At the beach - Pt. 2
This is a wonderful pic of my Father-In-Law and my niece enjoying themselves on the beach in Vung Tau, Vietnam.
Now, any resident of Saigon knows that an annual trip to Vung Tau is one of the necessities of life. It is about 90 minutes drive from Ho Chi Minh City, and used to have the much more glamorous name of Cap St. Jacques. Naturally the communists stopped all that, and tried to turn it into a functional fishing village. But Vung Tau's glamorous past was always going to catch up with it, and it wasn't long till it became, once again, a weekend destination for stressed-out Saigonese.
This pic was taken on the private beach. Let me recommend the private beach. The public beaches in Vietnam have almost as many beggars, panhandlers and ruffians as genuine bathers, and if you want to go unmolested, you really should go the private route. It may seem a little elitist, I know, but even my patience has limits - particularly on the beach.

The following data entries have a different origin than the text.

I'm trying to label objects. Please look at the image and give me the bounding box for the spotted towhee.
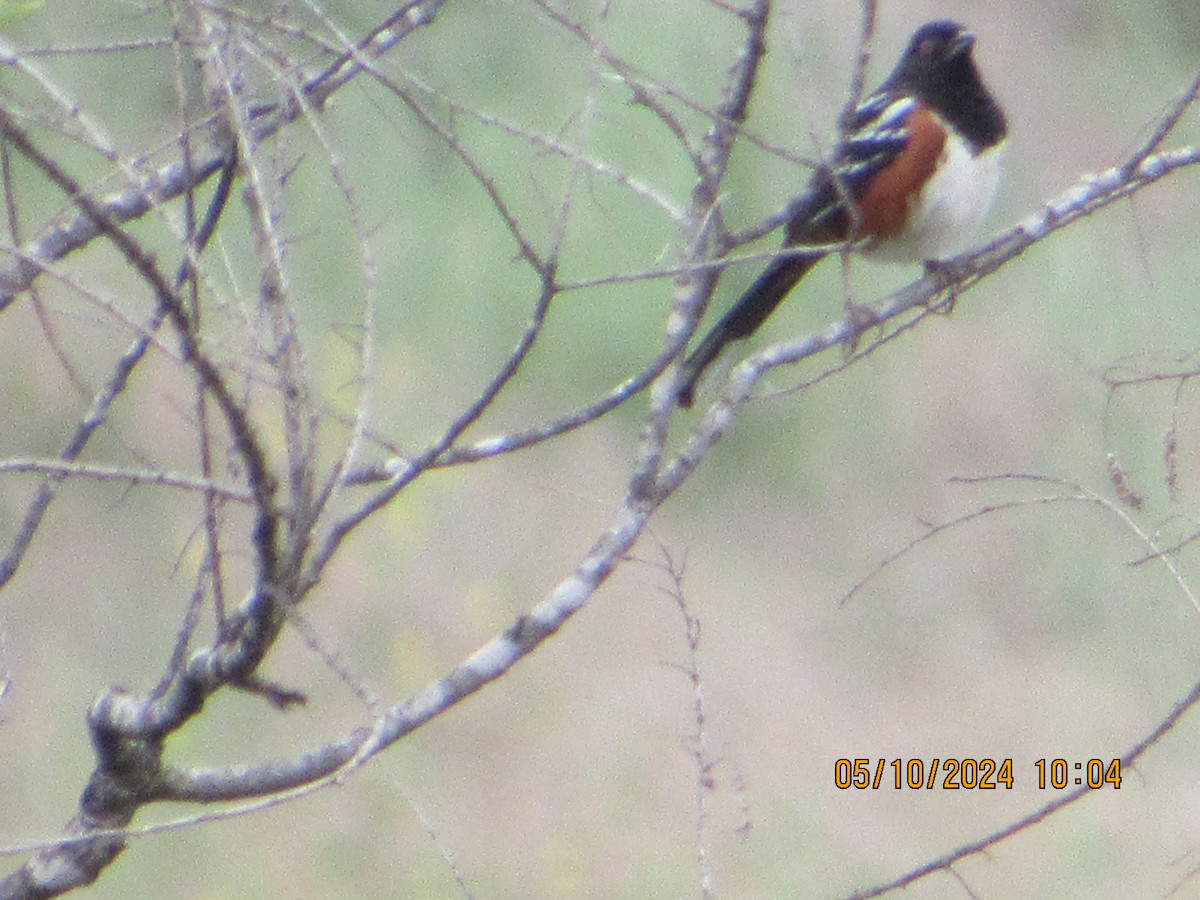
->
[675,20,1007,408]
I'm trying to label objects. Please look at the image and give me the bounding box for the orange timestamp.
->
[833,758,1122,790]
[1034,758,1122,789]
[834,758,1014,790]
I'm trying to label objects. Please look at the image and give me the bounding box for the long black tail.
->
[675,253,819,407]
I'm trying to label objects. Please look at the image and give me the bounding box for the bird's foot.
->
[843,297,879,352]
[922,257,969,314]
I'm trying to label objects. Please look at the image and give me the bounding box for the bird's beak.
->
[950,31,976,57]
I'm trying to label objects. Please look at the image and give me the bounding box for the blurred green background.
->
[1,0,1199,897]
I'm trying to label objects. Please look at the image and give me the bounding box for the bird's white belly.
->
[869,137,1004,262]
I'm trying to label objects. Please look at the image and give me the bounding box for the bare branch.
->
[0,1,449,308]
[0,458,250,502]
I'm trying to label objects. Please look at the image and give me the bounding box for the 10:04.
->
[1034,758,1121,789]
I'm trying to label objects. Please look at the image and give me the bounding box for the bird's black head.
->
[887,20,976,93]
[882,20,1006,148]
[908,20,975,60]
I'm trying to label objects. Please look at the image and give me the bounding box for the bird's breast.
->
[867,122,1004,263]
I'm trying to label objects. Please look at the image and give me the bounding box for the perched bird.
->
[675,20,1007,408]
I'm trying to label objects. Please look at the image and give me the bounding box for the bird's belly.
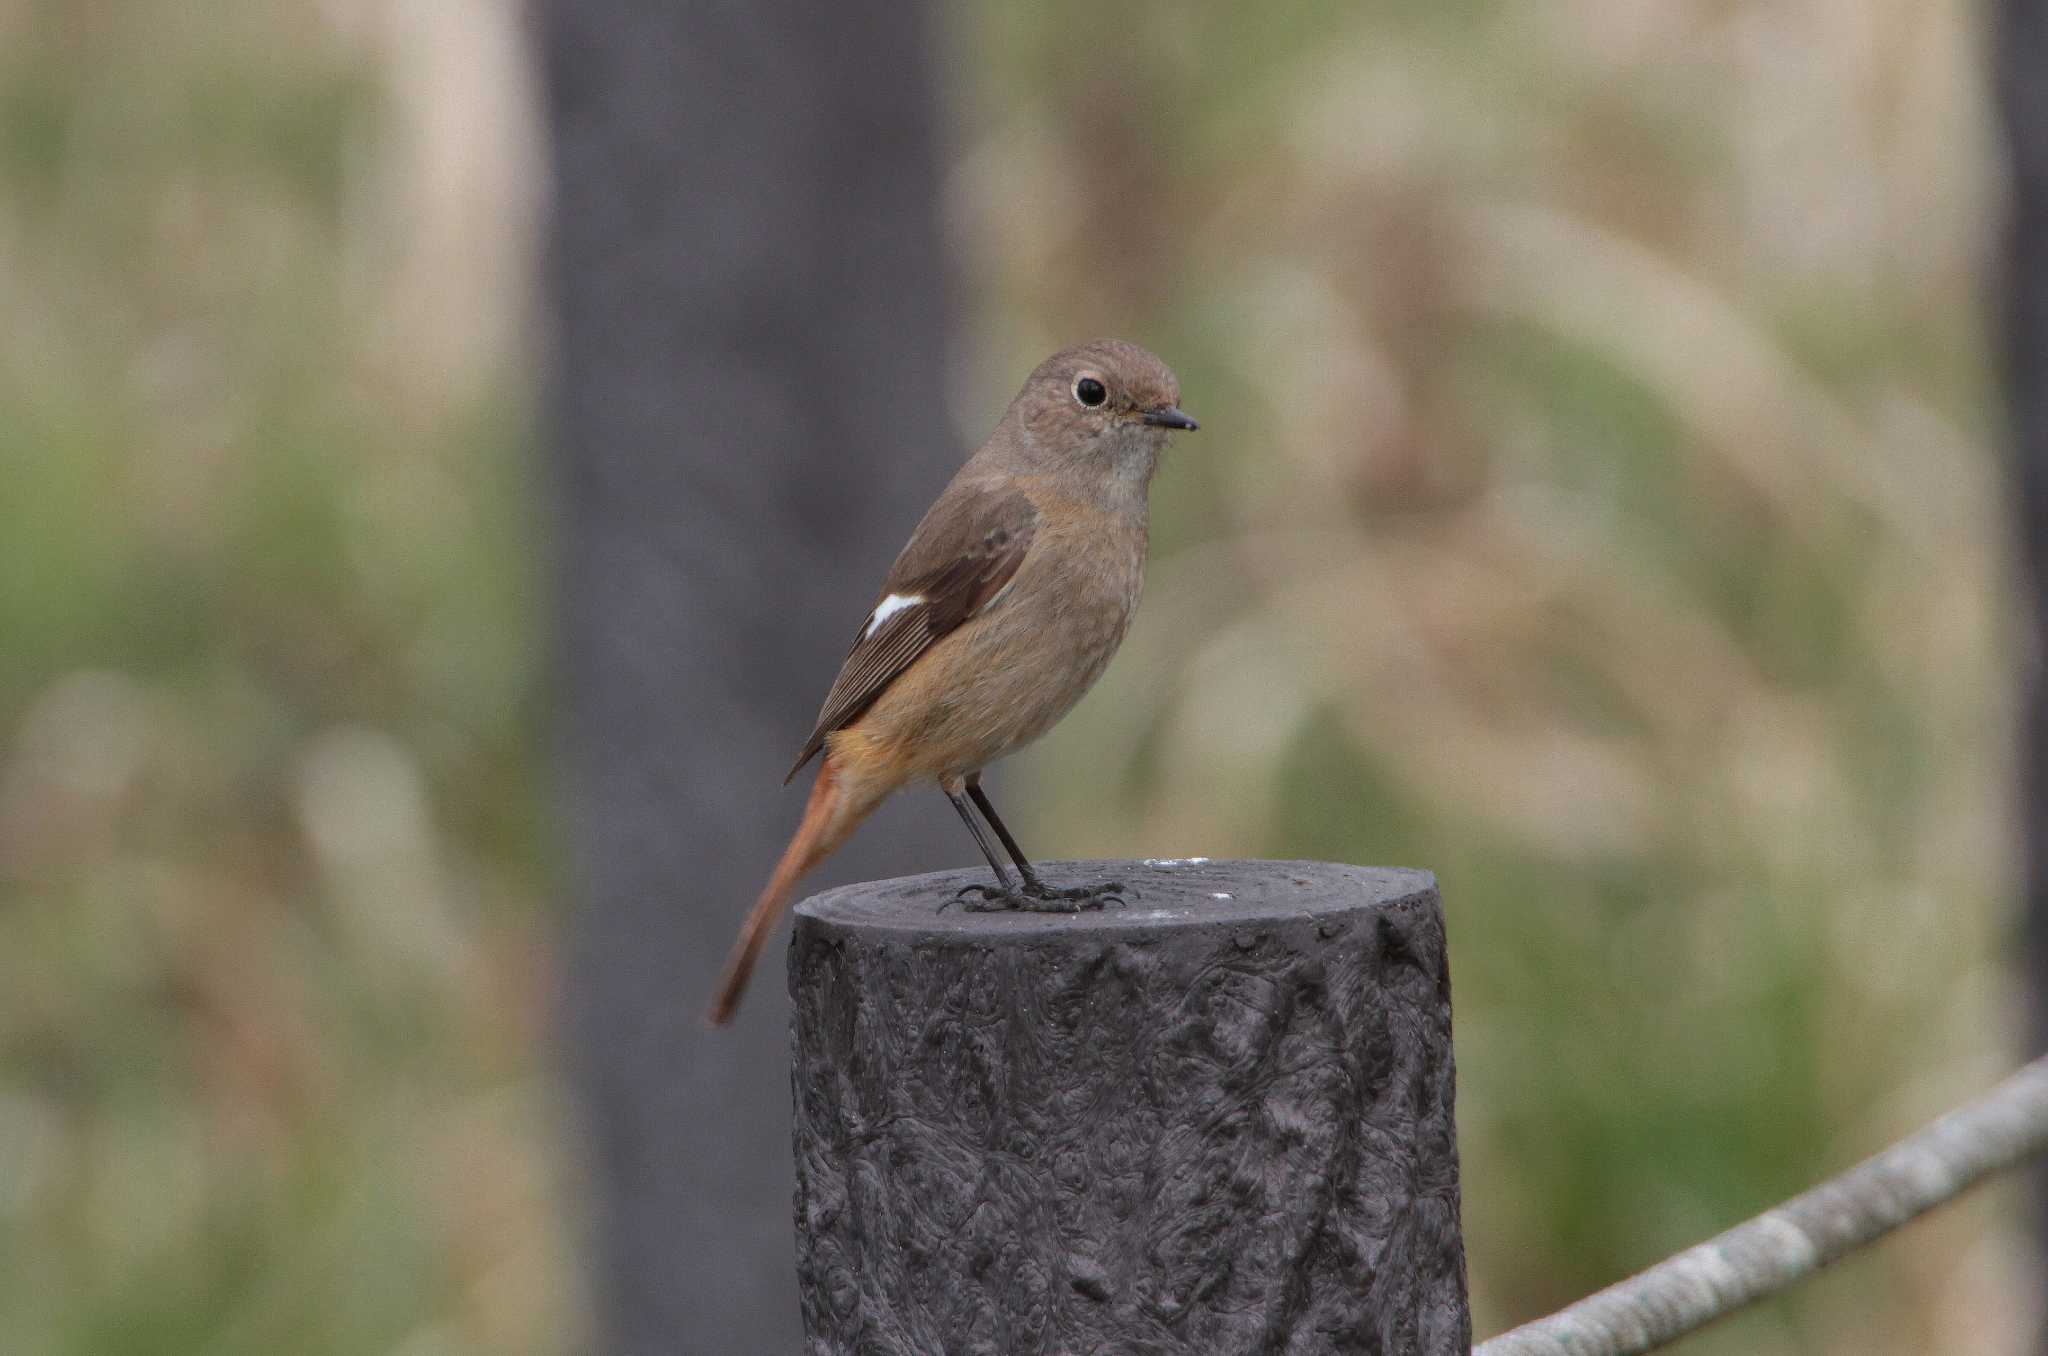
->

The People's Committee for the Vung Tau area was always a lot more lenient than that of Ho Chi Minh City, and as a result it became something of a religious centre - monks discovered they could establish monasteries relatively unharassed, and so the road to Vung Tau is littered with literally dozens of religious institutions of various stamps. It can be a fascinating trip for anyone interested in religion.
Ironically, Vung Tau has also became THE place for Saigonese to take mistresses/boyfriends etc. for dirty weekends, and the mid-priced hotels along the beach do a roaring trade in star-crossed (temporary) lovers.
For the most part, Vung Tau has nothing much to offer the average Western tourist save some warm, muddy water and some excellent seafood restaurants. But spend any time in Saigon and you'll soon be invited on a trip to Vung Tau - for whatever purpose.